In part one of this article, the technique of root cause analysis (RCA) was explained using simple examples. Part two contains a detailed list of critical success factors to get maximum results from your RCA. These are based on lessons learned from experience, including mistakes made. Because RCA and other quality techniques are more common in manufacturing, several of the examples in this article are drawn from service industries to offer a broader perspective. The article is equally relevant in manufacturing and service businesses as well as government and nonprofit organizations.
The technique of RCA is summarized in figure 1 below. We will continue to refer to it in this article as we look at the various critical success factors and lessons learned in RCA.
Years of experience applying root cause analysis (RCA) to dozens of business problems taught us many lessons. We also made quite a few mistakes. Hopefully, we have learned from these, too. Listed below are what we found to be critical success factors for RCA to be effective. I have also talked about our mistakes, so that you don’t make them (or, at least have a good laugh at our expense).
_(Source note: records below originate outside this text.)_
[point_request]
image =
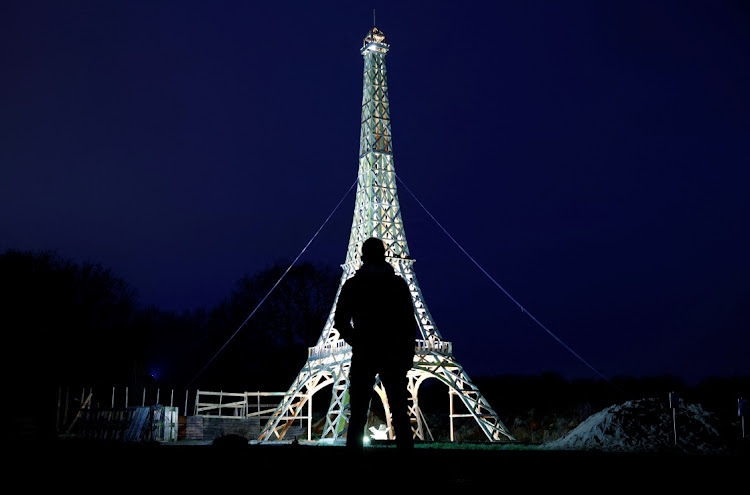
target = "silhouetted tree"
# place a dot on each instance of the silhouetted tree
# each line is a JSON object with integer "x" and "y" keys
{"x": 265, "y": 336}
{"x": 65, "y": 324}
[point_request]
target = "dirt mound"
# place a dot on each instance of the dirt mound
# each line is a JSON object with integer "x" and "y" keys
{"x": 646, "y": 425}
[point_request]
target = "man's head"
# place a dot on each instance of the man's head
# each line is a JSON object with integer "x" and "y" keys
{"x": 373, "y": 251}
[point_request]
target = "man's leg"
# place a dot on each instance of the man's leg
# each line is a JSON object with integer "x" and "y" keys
{"x": 360, "y": 392}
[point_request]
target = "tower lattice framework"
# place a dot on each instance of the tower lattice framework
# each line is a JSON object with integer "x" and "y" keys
{"x": 377, "y": 214}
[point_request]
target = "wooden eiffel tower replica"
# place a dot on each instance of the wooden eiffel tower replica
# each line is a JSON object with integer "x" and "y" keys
{"x": 377, "y": 214}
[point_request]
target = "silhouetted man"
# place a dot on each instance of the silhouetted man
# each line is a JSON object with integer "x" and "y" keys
{"x": 375, "y": 315}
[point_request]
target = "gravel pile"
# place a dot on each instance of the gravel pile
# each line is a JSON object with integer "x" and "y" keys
{"x": 646, "y": 425}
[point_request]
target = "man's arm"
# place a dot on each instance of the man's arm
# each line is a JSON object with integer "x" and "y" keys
{"x": 342, "y": 319}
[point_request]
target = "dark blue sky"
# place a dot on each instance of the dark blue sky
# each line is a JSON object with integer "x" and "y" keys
{"x": 592, "y": 157}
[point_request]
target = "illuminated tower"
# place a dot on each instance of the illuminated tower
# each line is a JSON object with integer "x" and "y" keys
{"x": 377, "y": 214}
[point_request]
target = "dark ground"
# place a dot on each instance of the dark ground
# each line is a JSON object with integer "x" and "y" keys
{"x": 308, "y": 468}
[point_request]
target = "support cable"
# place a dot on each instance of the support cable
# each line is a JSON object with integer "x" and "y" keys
{"x": 274, "y": 285}
{"x": 500, "y": 287}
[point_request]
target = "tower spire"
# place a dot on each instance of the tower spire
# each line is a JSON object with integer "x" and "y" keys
{"x": 377, "y": 213}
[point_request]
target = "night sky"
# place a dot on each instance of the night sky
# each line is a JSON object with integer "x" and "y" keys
{"x": 592, "y": 159}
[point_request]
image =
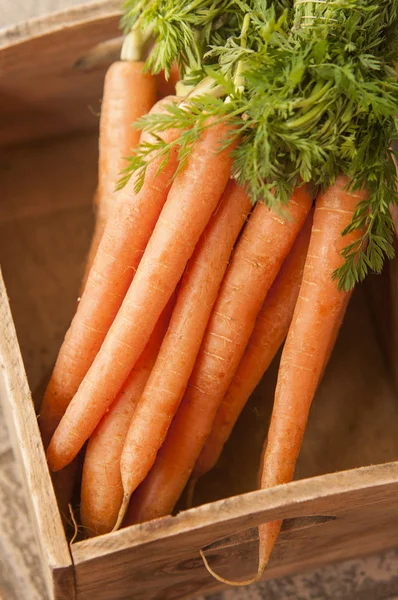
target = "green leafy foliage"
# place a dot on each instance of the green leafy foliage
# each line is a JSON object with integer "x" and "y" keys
{"x": 311, "y": 91}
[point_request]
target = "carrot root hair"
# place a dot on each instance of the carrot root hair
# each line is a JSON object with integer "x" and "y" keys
{"x": 74, "y": 522}
{"x": 122, "y": 511}
{"x": 263, "y": 561}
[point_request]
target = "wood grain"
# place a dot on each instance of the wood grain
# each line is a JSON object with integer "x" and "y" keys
{"x": 25, "y": 436}
{"x": 45, "y": 224}
{"x": 163, "y": 555}
{"x": 41, "y": 93}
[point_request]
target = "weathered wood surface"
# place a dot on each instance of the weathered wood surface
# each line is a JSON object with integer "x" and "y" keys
{"x": 41, "y": 93}
{"x": 44, "y": 234}
{"x": 24, "y": 433}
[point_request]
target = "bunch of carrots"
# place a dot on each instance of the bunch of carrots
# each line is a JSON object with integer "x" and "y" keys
{"x": 190, "y": 291}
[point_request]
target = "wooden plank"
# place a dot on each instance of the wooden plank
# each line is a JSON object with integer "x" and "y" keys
{"x": 160, "y": 559}
{"x": 41, "y": 93}
{"x": 20, "y": 415}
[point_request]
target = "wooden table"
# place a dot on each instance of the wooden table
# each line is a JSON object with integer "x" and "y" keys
{"x": 374, "y": 578}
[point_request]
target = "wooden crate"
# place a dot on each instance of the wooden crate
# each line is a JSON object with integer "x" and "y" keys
{"x": 48, "y": 133}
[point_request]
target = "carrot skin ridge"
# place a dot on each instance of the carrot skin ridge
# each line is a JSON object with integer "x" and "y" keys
{"x": 262, "y": 247}
{"x": 180, "y": 224}
{"x": 124, "y": 240}
{"x": 176, "y": 359}
{"x": 129, "y": 93}
{"x": 272, "y": 325}
{"x": 102, "y": 490}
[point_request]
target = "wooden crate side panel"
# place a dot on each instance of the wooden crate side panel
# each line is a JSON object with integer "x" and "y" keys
{"x": 28, "y": 449}
{"x": 348, "y": 514}
{"x": 41, "y": 93}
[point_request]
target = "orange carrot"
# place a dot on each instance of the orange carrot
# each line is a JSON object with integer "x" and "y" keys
{"x": 270, "y": 330}
{"x": 307, "y": 346}
{"x": 167, "y": 87}
{"x": 124, "y": 240}
{"x": 264, "y": 244}
{"x": 129, "y": 93}
{"x": 339, "y": 321}
{"x": 192, "y": 199}
{"x": 102, "y": 490}
{"x": 180, "y": 347}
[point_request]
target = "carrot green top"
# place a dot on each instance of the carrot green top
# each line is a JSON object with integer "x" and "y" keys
{"x": 310, "y": 86}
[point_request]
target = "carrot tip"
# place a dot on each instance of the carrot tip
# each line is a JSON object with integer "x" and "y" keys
{"x": 122, "y": 511}
{"x": 260, "y": 571}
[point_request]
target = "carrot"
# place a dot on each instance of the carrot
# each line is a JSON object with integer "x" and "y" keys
{"x": 124, "y": 240}
{"x": 129, "y": 93}
{"x": 102, "y": 490}
{"x": 308, "y": 344}
{"x": 180, "y": 347}
{"x": 192, "y": 199}
{"x": 167, "y": 87}
{"x": 270, "y": 330}
{"x": 264, "y": 244}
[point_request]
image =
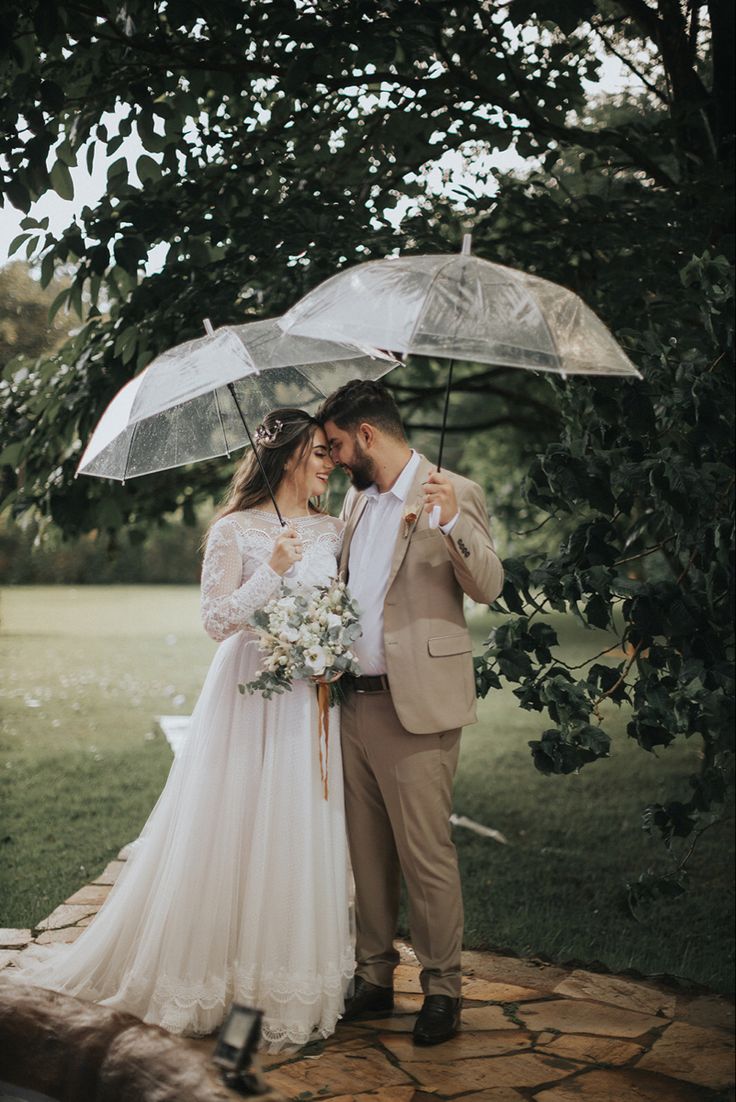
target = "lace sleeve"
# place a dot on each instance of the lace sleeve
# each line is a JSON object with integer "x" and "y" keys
{"x": 226, "y": 600}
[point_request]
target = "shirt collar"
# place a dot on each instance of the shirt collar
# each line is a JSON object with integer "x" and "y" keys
{"x": 402, "y": 485}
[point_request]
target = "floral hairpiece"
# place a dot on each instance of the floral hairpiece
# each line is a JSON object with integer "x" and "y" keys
{"x": 263, "y": 435}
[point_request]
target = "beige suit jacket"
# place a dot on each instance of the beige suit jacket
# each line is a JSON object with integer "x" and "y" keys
{"x": 429, "y": 652}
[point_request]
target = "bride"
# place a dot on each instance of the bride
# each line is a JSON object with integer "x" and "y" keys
{"x": 237, "y": 888}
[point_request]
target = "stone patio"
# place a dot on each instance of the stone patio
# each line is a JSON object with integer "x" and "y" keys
{"x": 531, "y": 1030}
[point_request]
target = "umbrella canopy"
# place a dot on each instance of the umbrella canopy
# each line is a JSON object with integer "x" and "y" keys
{"x": 190, "y": 402}
{"x": 461, "y": 308}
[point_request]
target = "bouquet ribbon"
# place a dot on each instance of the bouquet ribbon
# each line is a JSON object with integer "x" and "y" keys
{"x": 323, "y": 703}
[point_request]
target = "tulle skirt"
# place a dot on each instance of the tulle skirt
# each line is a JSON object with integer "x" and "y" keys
{"x": 237, "y": 888}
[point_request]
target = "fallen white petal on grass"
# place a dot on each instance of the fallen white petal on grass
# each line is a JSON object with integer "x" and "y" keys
{"x": 478, "y": 829}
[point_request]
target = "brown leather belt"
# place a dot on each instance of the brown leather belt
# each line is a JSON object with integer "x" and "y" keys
{"x": 378, "y": 682}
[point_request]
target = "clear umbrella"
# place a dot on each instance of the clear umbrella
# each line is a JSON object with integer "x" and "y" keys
{"x": 196, "y": 400}
{"x": 460, "y": 306}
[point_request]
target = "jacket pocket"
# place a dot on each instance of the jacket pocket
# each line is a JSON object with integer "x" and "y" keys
{"x": 442, "y": 646}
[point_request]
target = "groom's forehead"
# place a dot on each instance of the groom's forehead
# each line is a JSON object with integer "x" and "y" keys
{"x": 333, "y": 433}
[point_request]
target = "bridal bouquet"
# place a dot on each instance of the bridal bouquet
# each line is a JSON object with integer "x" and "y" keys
{"x": 305, "y": 636}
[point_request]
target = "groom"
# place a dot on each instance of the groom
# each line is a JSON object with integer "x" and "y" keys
{"x": 401, "y": 723}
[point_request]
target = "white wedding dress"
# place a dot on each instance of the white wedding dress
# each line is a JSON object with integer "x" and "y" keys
{"x": 237, "y": 888}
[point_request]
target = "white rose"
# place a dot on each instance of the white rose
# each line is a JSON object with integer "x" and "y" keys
{"x": 315, "y": 659}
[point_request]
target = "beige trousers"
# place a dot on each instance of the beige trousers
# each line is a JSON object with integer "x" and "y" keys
{"x": 398, "y": 798}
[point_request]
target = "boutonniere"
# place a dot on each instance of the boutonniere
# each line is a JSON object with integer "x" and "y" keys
{"x": 411, "y": 516}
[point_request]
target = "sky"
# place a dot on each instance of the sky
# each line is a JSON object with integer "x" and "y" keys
{"x": 88, "y": 186}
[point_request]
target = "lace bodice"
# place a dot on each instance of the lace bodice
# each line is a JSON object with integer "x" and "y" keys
{"x": 236, "y": 576}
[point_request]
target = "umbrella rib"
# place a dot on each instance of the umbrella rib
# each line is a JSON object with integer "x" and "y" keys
{"x": 130, "y": 447}
{"x": 426, "y": 295}
{"x": 222, "y": 423}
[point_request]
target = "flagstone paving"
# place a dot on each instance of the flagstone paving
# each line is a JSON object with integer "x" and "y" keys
{"x": 532, "y": 1032}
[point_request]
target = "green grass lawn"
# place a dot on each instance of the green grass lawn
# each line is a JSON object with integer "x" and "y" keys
{"x": 87, "y": 669}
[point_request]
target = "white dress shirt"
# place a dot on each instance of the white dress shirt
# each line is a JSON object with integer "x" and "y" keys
{"x": 369, "y": 564}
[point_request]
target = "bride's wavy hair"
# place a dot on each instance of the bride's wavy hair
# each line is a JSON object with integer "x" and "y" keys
{"x": 284, "y": 433}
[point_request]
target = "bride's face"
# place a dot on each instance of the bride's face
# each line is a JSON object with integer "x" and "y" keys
{"x": 312, "y": 472}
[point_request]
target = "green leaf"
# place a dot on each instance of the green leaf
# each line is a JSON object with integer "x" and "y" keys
{"x": 66, "y": 154}
{"x": 149, "y": 171}
{"x": 11, "y": 454}
{"x": 60, "y": 301}
{"x": 61, "y": 181}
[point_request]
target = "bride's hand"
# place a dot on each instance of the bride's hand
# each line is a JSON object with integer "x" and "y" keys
{"x": 328, "y": 681}
{"x": 287, "y": 551}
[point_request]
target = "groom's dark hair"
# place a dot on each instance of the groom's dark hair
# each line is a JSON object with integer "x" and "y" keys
{"x": 363, "y": 400}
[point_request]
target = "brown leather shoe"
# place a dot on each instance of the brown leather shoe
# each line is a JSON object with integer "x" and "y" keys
{"x": 437, "y": 1021}
{"x": 368, "y": 1001}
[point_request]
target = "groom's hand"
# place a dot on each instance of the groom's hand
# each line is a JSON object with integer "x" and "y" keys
{"x": 439, "y": 490}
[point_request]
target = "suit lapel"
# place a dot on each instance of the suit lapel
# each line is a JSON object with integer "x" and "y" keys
{"x": 414, "y": 493}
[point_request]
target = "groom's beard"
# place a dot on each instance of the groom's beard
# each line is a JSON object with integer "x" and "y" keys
{"x": 363, "y": 468}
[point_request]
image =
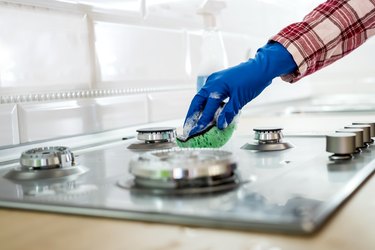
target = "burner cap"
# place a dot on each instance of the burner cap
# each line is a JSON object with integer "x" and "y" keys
{"x": 157, "y": 134}
{"x": 268, "y": 134}
{"x": 182, "y": 164}
{"x": 47, "y": 158}
{"x": 267, "y": 129}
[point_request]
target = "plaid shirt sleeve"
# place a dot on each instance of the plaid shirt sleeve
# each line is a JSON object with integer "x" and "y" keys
{"x": 331, "y": 31}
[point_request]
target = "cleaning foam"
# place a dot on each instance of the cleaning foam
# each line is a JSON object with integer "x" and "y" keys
{"x": 212, "y": 138}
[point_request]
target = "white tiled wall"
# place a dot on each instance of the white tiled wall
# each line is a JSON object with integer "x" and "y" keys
{"x": 41, "y": 121}
{"x": 155, "y": 55}
{"x": 42, "y": 49}
{"x": 122, "y": 111}
{"x": 169, "y": 105}
{"x": 139, "y": 56}
{"x": 8, "y": 124}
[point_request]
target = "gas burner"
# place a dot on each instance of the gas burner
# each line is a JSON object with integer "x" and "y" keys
{"x": 267, "y": 139}
{"x": 155, "y": 138}
{"x": 342, "y": 145}
{"x": 183, "y": 171}
{"x": 45, "y": 162}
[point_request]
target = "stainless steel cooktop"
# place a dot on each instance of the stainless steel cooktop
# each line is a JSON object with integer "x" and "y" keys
{"x": 293, "y": 188}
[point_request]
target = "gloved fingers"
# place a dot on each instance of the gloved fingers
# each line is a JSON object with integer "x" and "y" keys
{"x": 196, "y": 107}
{"x": 229, "y": 111}
{"x": 208, "y": 114}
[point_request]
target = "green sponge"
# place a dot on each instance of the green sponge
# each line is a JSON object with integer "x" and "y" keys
{"x": 211, "y": 138}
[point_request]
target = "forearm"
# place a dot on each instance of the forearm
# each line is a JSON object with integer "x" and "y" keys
{"x": 328, "y": 33}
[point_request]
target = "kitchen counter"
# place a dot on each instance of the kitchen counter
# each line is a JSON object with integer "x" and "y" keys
{"x": 350, "y": 228}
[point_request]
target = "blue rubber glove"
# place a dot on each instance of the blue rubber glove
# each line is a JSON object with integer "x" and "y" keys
{"x": 241, "y": 84}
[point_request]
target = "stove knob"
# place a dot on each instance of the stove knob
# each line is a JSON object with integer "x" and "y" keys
{"x": 366, "y": 131}
{"x": 372, "y": 125}
{"x": 268, "y": 134}
{"x": 358, "y": 136}
{"x": 341, "y": 143}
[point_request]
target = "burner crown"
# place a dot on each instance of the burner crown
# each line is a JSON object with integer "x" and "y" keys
{"x": 268, "y": 134}
{"x": 151, "y": 135}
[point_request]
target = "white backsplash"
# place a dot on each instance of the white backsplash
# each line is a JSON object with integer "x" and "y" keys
{"x": 71, "y": 69}
{"x": 139, "y": 56}
{"x": 42, "y": 50}
{"x": 8, "y": 125}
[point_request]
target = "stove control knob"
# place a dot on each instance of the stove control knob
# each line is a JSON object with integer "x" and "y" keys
{"x": 372, "y": 125}
{"x": 358, "y": 136}
{"x": 268, "y": 134}
{"x": 341, "y": 144}
{"x": 366, "y": 132}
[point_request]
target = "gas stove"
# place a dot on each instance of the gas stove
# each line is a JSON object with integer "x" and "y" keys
{"x": 258, "y": 181}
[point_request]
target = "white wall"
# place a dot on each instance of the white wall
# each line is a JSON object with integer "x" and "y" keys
{"x": 87, "y": 65}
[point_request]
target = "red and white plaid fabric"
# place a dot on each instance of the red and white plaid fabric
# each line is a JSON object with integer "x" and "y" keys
{"x": 331, "y": 31}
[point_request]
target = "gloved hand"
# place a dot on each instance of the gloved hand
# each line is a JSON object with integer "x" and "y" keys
{"x": 241, "y": 84}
In part one, we saw how the RCA process almost stopped at several stages before getting to the actual root cause—once after spraying the air freshener, then after the lizard was found and removed, and again after fixing a hole in the air-conditioning duct. At none of these stages had we actually reached the root cause, which was the absence of preventive maintenance. We were merely attacking the symptoms instead of getting to the root cause and eliminating it. This happened in several business problems as well. We sometimes found ourselves almost unwilling to get to the bottom of a problem. In some cases, we were fortunate to have someone like Dev who gently pushed us along. In others, we learned the hard way: The defect kept recurring, or customers continued to complain, forcing us to eventually identify the root cause and eliminate it.
Time and again, we found that despite doing the RCA and identifying opportunities for improving the process, there was resistance to actually making the process change—or introducing a new process where none existed, as in the lizard example. We were happy to take one-time actions like removing the lizard or even fixing the hole in the duct, but committing to the discipline of following a process repeatedly in the future seemed daunting. Or was it the accountability the process would bring that we were secretly afraid of? Unfortunately, as we learned, the improvement could never be permanent unless the prevention part of RCA is institutionalized. And any institutionalization means going back to the process. In other words, we learned that RCA without process improvement is meaningless.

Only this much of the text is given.